Conclusions: These findings do not support a relationship between the use of NSAIDs as a group and MI. Use of one specific NSAID, naproxen, did appear to be associated with a reduced rate of MI, but the mechanism of such an effect is not clear.

[1278] Association Of Conventional Non-Aspirin Nonsteroidal Antiinflammatory Drugs (Nsaids) With Hospitalizations For Myocardial Infarction.
Elham Rahme, Louise Pilote, Jacques Lelorier Montreal, PQ, Canada

Introduction: The association between non-aspirin NSAIDs and acute myocardial infarction (AMI) is unclear. It has been proposed that NSAIDs vary in their antithrombotic properties, with naproxen having a particularly effective antithrombotic potential.

Objective: We evaluated the association between naproxen and AMI in an elderly population.

Methods: This was a population-based, 1-1 matched, case-control study. Cases were elderly patients with AMI between 1992-94 identified from the Government of Quebec hospital discharge summary database. The date of admission for AMI was the index date. Controls were selected randomly from the drugs/physician claims database. Controls were matched with cases for age, sex and index date. Cases and controls were required to have one year of pharmaceutical/medical records prior to the index date. Three conditional logistic regression analyses were used to adjust for potential confounders. The main analysis evaluated concurrent chronic exposures (at least 2 prescriptions and a total 60 consecutive exposure days and exposure at the index date); the secondary analyses evaluated interrupted chronic exposures (at least 2 prescriptions and a total 60 consecutive exposure days but not exposed at the index date) and concurrent exposures (exposure at the index date).

Results: 14,163 cases and 14,160 controls were included. The main analysis showed that determinants of AMI (odds ratio (OR), 95%CI) included: use in the prior year of anticoagulants (0.75, 0.63-0.89), nitrates (2.02, 1.87-2.18), antidiabetic agents (1.72, 1.56-1.90), antihypertensive agents (1.36, 1.28-1.45), lipid lowering agents (0.83, 0.75-0.91); and chronic disease score > 3 (1.73, 1.60-1.87). The risk of AMI in concurrent chronic users of naproxen was significantly lower than that of concurrent chronic users of other NSAIDs (0.65, 0.48-0.87). Secondary analyses showed that the OR of AMI in interrupted chronic users of naproxen versus interrupted chronic users of other NSAIDs were (0.98, 0.72-1.32); and (0.79, 0.63-1.00) in concurrent users of naproxen versus concurrent users of other NSAIDs.

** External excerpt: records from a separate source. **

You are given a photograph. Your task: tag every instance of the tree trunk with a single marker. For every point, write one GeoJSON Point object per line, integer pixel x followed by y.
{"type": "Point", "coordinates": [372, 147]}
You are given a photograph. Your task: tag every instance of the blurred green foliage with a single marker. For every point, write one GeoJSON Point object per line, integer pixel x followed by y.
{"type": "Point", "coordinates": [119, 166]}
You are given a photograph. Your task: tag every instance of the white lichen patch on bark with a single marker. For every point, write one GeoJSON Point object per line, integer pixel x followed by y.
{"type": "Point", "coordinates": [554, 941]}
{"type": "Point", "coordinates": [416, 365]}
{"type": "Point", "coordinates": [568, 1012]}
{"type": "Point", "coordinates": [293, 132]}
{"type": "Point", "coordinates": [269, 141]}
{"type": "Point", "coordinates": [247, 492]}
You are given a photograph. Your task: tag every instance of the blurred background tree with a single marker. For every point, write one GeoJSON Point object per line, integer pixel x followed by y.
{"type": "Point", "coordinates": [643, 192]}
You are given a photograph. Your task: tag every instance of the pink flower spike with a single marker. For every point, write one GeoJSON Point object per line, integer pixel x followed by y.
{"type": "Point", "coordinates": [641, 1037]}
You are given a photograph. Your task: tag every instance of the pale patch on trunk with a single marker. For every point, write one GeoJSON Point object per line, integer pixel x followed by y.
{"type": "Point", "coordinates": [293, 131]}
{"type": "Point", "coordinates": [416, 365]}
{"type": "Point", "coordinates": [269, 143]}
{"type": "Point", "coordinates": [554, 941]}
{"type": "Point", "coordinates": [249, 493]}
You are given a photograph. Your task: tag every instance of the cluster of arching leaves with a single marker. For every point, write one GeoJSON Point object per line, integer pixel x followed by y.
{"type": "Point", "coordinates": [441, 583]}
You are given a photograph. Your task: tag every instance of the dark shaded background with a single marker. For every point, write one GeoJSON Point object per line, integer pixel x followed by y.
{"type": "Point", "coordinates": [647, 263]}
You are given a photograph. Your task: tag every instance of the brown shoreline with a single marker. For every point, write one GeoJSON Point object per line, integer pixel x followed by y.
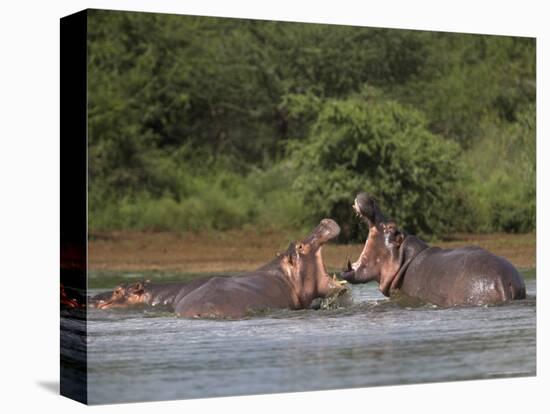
{"type": "Point", "coordinates": [244, 250]}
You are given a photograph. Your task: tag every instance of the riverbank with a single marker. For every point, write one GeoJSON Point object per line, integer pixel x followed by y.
{"type": "Point", "coordinates": [242, 250]}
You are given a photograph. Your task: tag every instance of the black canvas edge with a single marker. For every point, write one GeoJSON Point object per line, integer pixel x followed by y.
{"type": "Point", "coordinates": [73, 203]}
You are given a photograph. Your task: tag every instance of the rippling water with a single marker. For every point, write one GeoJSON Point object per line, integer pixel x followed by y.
{"type": "Point", "coordinates": [146, 355]}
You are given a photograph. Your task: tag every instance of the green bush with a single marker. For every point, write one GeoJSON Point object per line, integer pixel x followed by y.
{"type": "Point", "coordinates": [368, 144]}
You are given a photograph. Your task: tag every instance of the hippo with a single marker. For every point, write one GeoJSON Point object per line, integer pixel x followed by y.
{"type": "Point", "coordinates": [403, 264]}
{"type": "Point", "coordinates": [292, 280]}
{"type": "Point", "coordinates": [146, 293]}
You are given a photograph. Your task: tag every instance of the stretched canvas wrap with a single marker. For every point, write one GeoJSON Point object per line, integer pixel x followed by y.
{"type": "Point", "coordinates": [255, 207]}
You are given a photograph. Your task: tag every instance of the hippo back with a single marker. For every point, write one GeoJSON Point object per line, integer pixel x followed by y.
{"type": "Point", "coordinates": [463, 276]}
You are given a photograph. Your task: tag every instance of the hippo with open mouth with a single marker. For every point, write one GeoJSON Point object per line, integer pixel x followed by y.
{"type": "Point", "coordinates": [292, 280]}
{"type": "Point", "coordinates": [404, 264]}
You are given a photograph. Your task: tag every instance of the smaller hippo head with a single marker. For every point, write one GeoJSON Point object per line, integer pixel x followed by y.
{"type": "Point", "coordinates": [122, 296]}
{"type": "Point", "coordinates": [303, 263]}
{"type": "Point", "coordinates": [382, 257]}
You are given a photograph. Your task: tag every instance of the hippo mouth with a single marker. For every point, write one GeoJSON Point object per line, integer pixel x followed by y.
{"type": "Point", "coordinates": [348, 274]}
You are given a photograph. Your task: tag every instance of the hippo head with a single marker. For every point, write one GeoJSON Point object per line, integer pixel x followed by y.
{"type": "Point", "coordinates": [303, 264]}
{"type": "Point", "coordinates": [122, 296]}
{"type": "Point", "coordinates": [382, 257]}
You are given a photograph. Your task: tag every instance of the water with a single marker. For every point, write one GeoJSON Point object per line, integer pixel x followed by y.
{"type": "Point", "coordinates": [148, 355]}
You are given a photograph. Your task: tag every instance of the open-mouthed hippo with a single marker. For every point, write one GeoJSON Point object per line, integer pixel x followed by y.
{"type": "Point", "coordinates": [404, 264]}
{"type": "Point", "coordinates": [292, 280]}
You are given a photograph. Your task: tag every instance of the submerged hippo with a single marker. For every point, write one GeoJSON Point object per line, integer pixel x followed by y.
{"type": "Point", "coordinates": [404, 264]}
{"type": "Point", "coordinates": [146, 293]}
{"type": "Point", "coordinates": [292, 280]}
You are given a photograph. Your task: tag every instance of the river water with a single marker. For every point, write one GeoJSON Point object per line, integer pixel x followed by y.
{"type": "Point", "coordinates": [149, 354]}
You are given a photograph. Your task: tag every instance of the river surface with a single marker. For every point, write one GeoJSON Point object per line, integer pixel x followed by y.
{"type": "Point", "coordinates": [149, 354]}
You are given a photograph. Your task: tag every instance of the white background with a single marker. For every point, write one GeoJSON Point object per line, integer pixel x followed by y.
{"type": "Point", "coordinates": [29, 203]}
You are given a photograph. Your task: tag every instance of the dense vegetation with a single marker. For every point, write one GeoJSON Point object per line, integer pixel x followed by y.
{"type": "Point", "coordinates": [204, 123]}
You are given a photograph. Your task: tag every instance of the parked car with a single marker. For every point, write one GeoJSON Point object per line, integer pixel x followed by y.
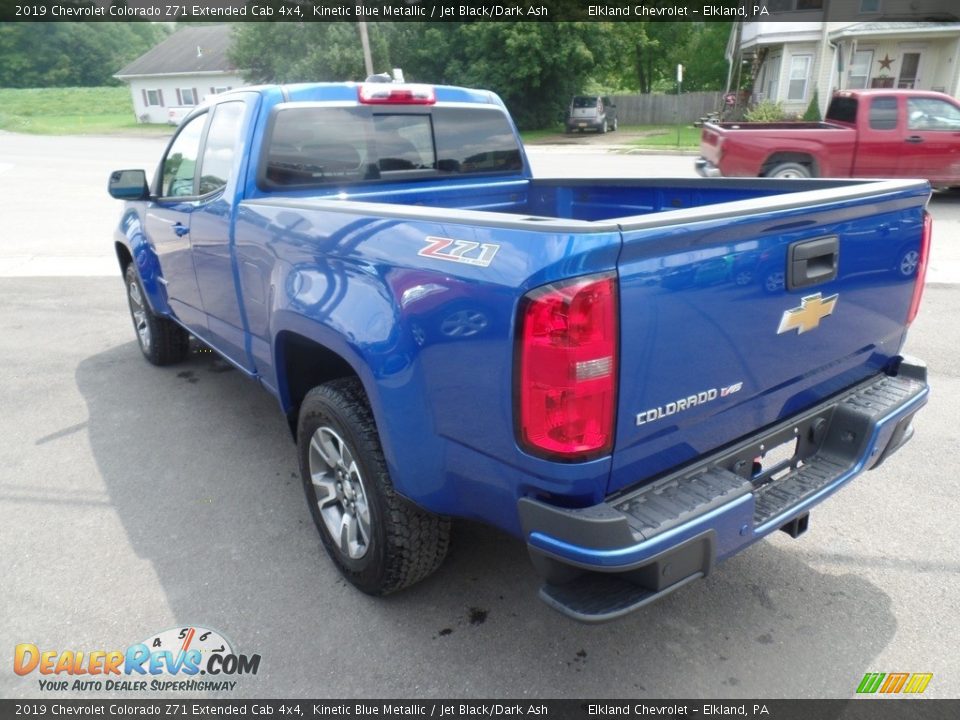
{"type": "Point", "coordinates": [577, 362]}
{"type": "Point", "coordinates": [594, 112]}
{"type": "Point", "coordinates": [867, 133]}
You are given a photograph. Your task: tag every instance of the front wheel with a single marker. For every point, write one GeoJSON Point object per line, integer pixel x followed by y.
{"type": "Point", "coordinates": [789, 170]}
{"type": "Point", "coordinates": [161, 340]}
{"type": "Point", "coordinates": [378, 540]}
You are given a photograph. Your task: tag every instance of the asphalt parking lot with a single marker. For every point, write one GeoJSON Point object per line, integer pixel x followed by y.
{"type": "Point", "coordinates": [136, 499]}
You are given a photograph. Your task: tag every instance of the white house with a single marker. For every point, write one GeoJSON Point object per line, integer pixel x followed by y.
{"type": "Point", "coordinates": [847, 44]}
{"type": "Point", "coordinates": [180, 72]}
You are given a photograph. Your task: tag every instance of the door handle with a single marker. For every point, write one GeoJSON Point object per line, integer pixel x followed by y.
{"type": "Point", "coordinates": [813, 262]}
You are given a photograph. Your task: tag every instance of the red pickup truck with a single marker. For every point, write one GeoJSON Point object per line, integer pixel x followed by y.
{"type": "Point", "coordinates": [867, 133]}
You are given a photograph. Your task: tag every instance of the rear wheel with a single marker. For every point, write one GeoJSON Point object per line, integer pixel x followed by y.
{"type": "Point", "coordinates": [161, 340]}
{"type": "Point", "coordinates": [789, 170]}
{"type": "Point", "coordinates": [378, 540]}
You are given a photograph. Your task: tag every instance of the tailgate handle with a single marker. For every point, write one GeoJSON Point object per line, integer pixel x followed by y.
{"type": "Point", "coordinates": [812, 262]}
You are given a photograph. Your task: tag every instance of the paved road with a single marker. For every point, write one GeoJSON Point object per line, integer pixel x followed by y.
{"type": "Point", "coordinates": [135, 499]}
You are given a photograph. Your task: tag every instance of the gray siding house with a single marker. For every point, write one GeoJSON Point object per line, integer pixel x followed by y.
{"type": "Point", "coordinates": [878, 43]}
{"type": "Point", "coordinates": [180, 72]}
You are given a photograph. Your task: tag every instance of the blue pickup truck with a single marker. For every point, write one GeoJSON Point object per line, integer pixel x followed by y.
{"type": "Point", "coordinates": [639, 377]}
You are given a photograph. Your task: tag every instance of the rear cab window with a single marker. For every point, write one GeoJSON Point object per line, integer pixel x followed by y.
{"type": "Point", "coordinates": [316, 146]}
{"type": "Point", "coordinates": [883, 113]}
{"type": "Point", "coordinates": [843, 110]}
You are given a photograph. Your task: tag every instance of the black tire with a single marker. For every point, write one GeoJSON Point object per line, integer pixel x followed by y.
{"type": "Point", "coordinates": [386, 543]}
{"type": "Point", "coordinates": [161, 340]}
{"type": "Point", "coordinates": [789, 170]}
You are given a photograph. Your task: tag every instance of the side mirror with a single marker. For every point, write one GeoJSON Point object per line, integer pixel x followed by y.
{"type": "Point", "coordinates": [128, 185]}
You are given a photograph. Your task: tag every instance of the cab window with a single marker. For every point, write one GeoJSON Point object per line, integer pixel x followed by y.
{"type": "Point", "coordinates": [932, 114]}
{"type": "Point", "coordinates": [180, 165]}
{"type": "Point", "coordinates": [220, 149]}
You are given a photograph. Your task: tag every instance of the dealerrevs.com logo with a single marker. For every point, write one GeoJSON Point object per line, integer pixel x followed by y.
{"type": "Point", "coordinates": [190, 659]}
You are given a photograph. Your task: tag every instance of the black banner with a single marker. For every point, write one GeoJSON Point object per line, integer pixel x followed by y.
{"type": "Point", "coordinates": [219, 11]}
{"type": "Point", "coordinates": [875, 708]}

Conclusions: This study showed that naproxen has a protective effect against AMI. This effect seemed only to be present with a concurrent naproxen prescription, and was strongest in chronic users. This would be consistent with the fact that naproxen anti-platelet effect is mainly short-term in duration and would suggest that chronic persistent usage is required for cardioprotection. In an elderly population such as the one included in this study physicians should weigh the cardiac benefit of naproxen versus its gastrointestinal toxicity.

Disclosure: This study was supported by Merck & Co. Inc.